Mais les recherches horticoles de Koike et de nombreux agriculteurs de Niigata, à 300 km de Tokyo, ont permis de développer les techniques de maturation qui rendent aujourd’hui cette variété exotique si savoureuse et aussi appréciée des gourmands avertis. Les poires Le Lectier (qui pèsent entre 300 et 400 g l’unité) gagnèrent vite en réputation et firent leur apparition comme dessert dans les restaurants traditionnels japonais de luxe dit « ryotei ».
La région Niigata bien irrigués par les rivières Shinano et Nakanokuchi, en produit aujourd’hui 2030 tonnes, soit 85% de la production domestique. La maturation après récolte s’étend en principe sur une période de 40 à 45 jours, ce qui est plus long que pour les autres variétés. Elle est mûre lorsque sa peau passe du vert au jaune vif et exhale tout son parfum. Il faut alors la déguster sans tarder mais il est possible de ralentir le processus de maturation en conservant la poire au réfrigérateur.
Comme l’écrit en 1921, Ulysses Prenais Hedrick dans son recueil « Pears of New York », « Par la taille et la beauté de ses fruits, un poirier Le Lectier surpasse la plupart de ses concurrents. Et la qualité est de premier ordre lorsque les sols et le climat dans lesquels la variété est cultivée sont adaptés ». Sans oublier que la culture minutieuse de la poire Le Lectier réclame presque une année entière de soins vigilants et beaucoup d’espace lors de sa longue période de maturation. Les expéditions sont limitées à certains jours fixes et seulement de fin novembre à début janvier. Le fruit récolté en octobre en devient à ce point rare et précieux.
De nos jours, cette fameuse variété de poire n’est d’ailleurs presque plus cultivée en France. Ce qui n’a pas empêché Yuga Makinen, jeune pâtissière professionnelle d’origine japonaise qui habite en région parisienne, de goûter pour nous lors de la présentation à Paris, le 10 décembre dernier, trois desserts originaux concoctés avec Le Lectier (photos).
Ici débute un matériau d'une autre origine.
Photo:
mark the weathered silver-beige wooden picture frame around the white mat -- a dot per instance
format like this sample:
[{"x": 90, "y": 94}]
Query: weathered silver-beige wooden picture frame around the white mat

Elle a bien apprécié la mise en valeur de son « goût suave, au parfum doux sans trop d’acidité » qui la rend sans doute unique en son genre.
Le bouche à oreilles et les échanges humains chaleureux autour de la poire Le Lectier ou « Lokuchi » comme l’appelaient les geishas de Niigata qui étaient incapables de prononcer ce mot , ont aussi contribué à façonner un récit mythique à grand renfort d’anecdotes aussi pittoresques que savoureuses autour de cette variété de poire pas comme les autres et si difficile à produire, d’où son surnom de « poire fantôme » au Japon.